2. Surfing will make its debut at the 2020 Tokyo Olympics (now in 2021 due to Covid-19). Stand-up paddleboarding (SUP) could play a role in the 2024 Paris Olympics.

3. SUP offers a full body workout. A one hour session can help you burn up to 700 calories.

4. On July 26th, Jordan Wylie made a 2,000 mile record attempt to SUP in the UK. He's still there.

5. The largest paddleboard is 14.85 meters long and can carry 24 people.

6. Paddleboard yoga has become popular in inland cities, including on the River Thames in London.

Apparently, the combination of balancing and paddling is great for building strength and improving arm, leg and gluteal muscles.

Of course, it helps that the pictures of celebrities, including Nicole Scherzinger this week, are always in exotic locations on seas as flat as a pancake. I'm just not sure I took the same shot in Welsh waters and put on a wetsuit, helmet and life jacket.

My friends and I try SUP with TYF Adventure in the port of Solva, Pembrokeshire, in heavy rain, thunder and gusts of wind.

Harriet (picture 2 from right) said the popular water sport was "harder but far more invigorating than it looks".

Harriet (picture 2 from right) said the popular water sport was "harder but far more invigorating than it looks".

Singer Nicole Scherzinger this week in St. Lucia

Singer Nicole Scherzinger this week in St. Lucia

We get on our knees to maintain balance and to get on our feet with relative confidence. The boards are surprisingly buoyant, much more than a beginner surfboard.

Matt, our instructor, is in his fifth season with TYF. "We started doing SUP sessions three years ago and it's been insane ever since," he says, keeping an eye on me as I shiver with every pull of the paddle.

“Everyone wants to try it out. It's really accessible and a lot easier to learn than to surf. Most people can get up almost immediately. Some find it more difficult but can get on their knees and still have a great time. "

Paddleboarding – standing on a floating surfboard with a single paddle – dates back to the 1950s when Hawaiian beach boys stood on their long boards teaching tourists to surf.

Our boards are three meters long, but weigh only 7.5 kg and are therefore easy to carry. In the middle of the board there is a rubber foot pad with a handle. We should put our feet on either side.

I train to paddle two strokes on each side and then rest for about 30 seconds while enjoying the sodden landscape and catching my breath. We make our way through the harbor and avoid the swaying fishing boats and algae.

When we join the open sea, we pass brave swimmers clad only in bathing trunks and bright orange tugs before pausing on a tiny pebble beach and taking a quick picture.

I'm never in full control – especially when I'm exposed to the wind. But even with the thunderstorm overhead, it almost feels meditative.

Paddleboarding requires open shoulders, measured breaths of the sea air and concentration only on the next stroke.

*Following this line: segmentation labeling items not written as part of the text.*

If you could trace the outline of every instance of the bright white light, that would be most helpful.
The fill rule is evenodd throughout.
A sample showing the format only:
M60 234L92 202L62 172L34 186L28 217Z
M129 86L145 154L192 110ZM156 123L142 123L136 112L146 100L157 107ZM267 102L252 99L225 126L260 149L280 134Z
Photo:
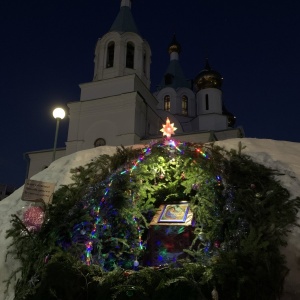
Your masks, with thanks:
M57 108L54 109L53 117L55 119L63 119L65 116L66 116L66 113L62 108L57 107Z

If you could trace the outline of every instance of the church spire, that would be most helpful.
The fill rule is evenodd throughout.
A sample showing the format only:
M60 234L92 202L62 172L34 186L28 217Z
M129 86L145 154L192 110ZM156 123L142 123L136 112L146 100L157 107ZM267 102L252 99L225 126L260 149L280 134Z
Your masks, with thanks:
M110 30L117 32L134 32L140 35L131 13L131 0L121 0L121 7Z
M159 85L159 89L165 87L173 87L174 89L187 87L190 88L190 81L185 77L181 65L179 63L179 53L181 46L178 43L175 34L169 44L168 51L170 54L170 62Z

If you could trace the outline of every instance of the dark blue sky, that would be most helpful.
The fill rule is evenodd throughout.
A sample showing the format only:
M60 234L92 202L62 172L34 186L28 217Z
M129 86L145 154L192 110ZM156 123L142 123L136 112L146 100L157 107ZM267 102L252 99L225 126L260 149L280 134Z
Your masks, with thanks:
M52 109L79 100L93 77L94 47L119 0L1 0L0 183L23 184L28 151L53 147ZM300 142L300 1L135 0L152 49L152 90L169 62L173 33L194 78L205 57L223 77L223 100L247 137ZM61 122L59 147L67 139Z

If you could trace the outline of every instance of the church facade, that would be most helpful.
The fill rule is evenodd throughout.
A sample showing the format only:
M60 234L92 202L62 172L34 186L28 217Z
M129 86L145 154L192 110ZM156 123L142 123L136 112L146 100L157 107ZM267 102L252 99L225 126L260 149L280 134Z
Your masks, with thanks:
M208 61L194 80L185 78L181 46L174 36L170 62L156 92L150 92L151 48L139 33L131 0L121 0L109 31L97 41L93 80L80 84L80 100L68 104L69 130L57 158L93 147L147 144L162 138L169 118L176 139L210 142L243 137L222 101L222 76ZM154 62L155 63L155 62ZM51 163L52 150L26 153L28 177Z

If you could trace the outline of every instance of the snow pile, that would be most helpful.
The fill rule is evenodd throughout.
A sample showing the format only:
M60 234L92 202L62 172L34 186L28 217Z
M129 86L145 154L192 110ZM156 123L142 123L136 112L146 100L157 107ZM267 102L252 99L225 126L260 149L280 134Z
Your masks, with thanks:
M278 170L282 175L278 180L289 190L291 197L300 195L300 143L259 140L259 139L230 139L219 141L216 144L226 149L238 149L239 142L245 146L243 153L250 155L254 161L269 168ZM56 184L56 190L61 185L71 183L70 169L89 163L94 157L101 154L112 155L115 147L98 147L80 151L53 162L47 169L33 176L31 179ZM8 257L6 260L7 247L11 240L5 239L6 231L10 228L12 214L22 216L27 202L21 200L23 187L0 202L0 299L12 300L13 288L10 287L5 293L6 284L3 282L18 267L17 262ZM300 222L299 222L300 224ZM294 228L288 237L288 247L283 249L287 256L290 273L286 279L285 294L283 300L300 299L300 229Z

Call it mindfulness if you wish. I would say it's harder, but far more invigorating than it looks.

HOW TO PADDLE LIKE A PRO

  • Make sure your paddle is the correct length. It should be six inches above your head when it's upright.
  • Kneel on the board first to get your balance. When you're comfortable, stand up with your feet shoulder-width apart. Look at the horizon and keep your knees bent.
  • Place the paddle in the water at arm's length and pull it back along the board.
  • To change direction, slide the water towards the end of the board on one side and towards the nose on the other.